Tutto dipende dal significato assegnato a questo vocabolo. Per alcuni qui
indica l’adulterio, anche se proprio nella stessa frase per designarlo si usa
un verbo specifico, moicheyô, e quindi l’interpretazione – adottata nella
prassi delle Chiese ortodosse e protestanti – non sembra pertinente.

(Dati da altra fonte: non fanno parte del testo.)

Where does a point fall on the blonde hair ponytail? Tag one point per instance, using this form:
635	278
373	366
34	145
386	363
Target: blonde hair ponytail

Altri ricorrono all’equivalente
ebraico zenût che, in alcuni testi giudaici, rimanda alle unioni illegittime
tra consanguinei, condannate dal capitolo 18 del Levitico. Queste unioni erano
legali nel mondo pagano: la Chiesa di Matteo riteneva perciò che i pagani
convertiti al cristianesimo potessero rompere questi matrimoni. Di per sé, però,
non si dovrebbe parlare di divorzio in senso stretto trattandosi di «unioni
illegittime» (questa è l’interpretazione e la traduzione della Bibbia della
Cei).
Altri, poi, pensano che
Matteo proponga solo la separazione nei casi gravi di “pornéia” del coniuge,
cioè della sua “immoralità sessuale” (e quindi anche l’adulterio). In sintesi:
Gesù afferma nettamente il principio dell’indissolubilità matrimoniale; la
Chiesa di Matteo applica questo principio incarnandolo nelle coordinate
concrete della vita pastorale.
Non sappiamo, però, con
certezza le caratteristiche di questa attuazione espressa nell’“eccezione” di
Matteo: matrimoni illegittimi per l’ebraismo ma legali per i pagani da
sciogliere, oppure matrimoni resi insopportabili per grave immoralità del coniuge,
o semplice separazione? Quale dev’essere l’equilibrio tra il rigore dei
principi e la misericordia pastorale? È ciò a cui si deve impegnare a
rispondere la Chiesa nel contesto della sua esperienza nella storia.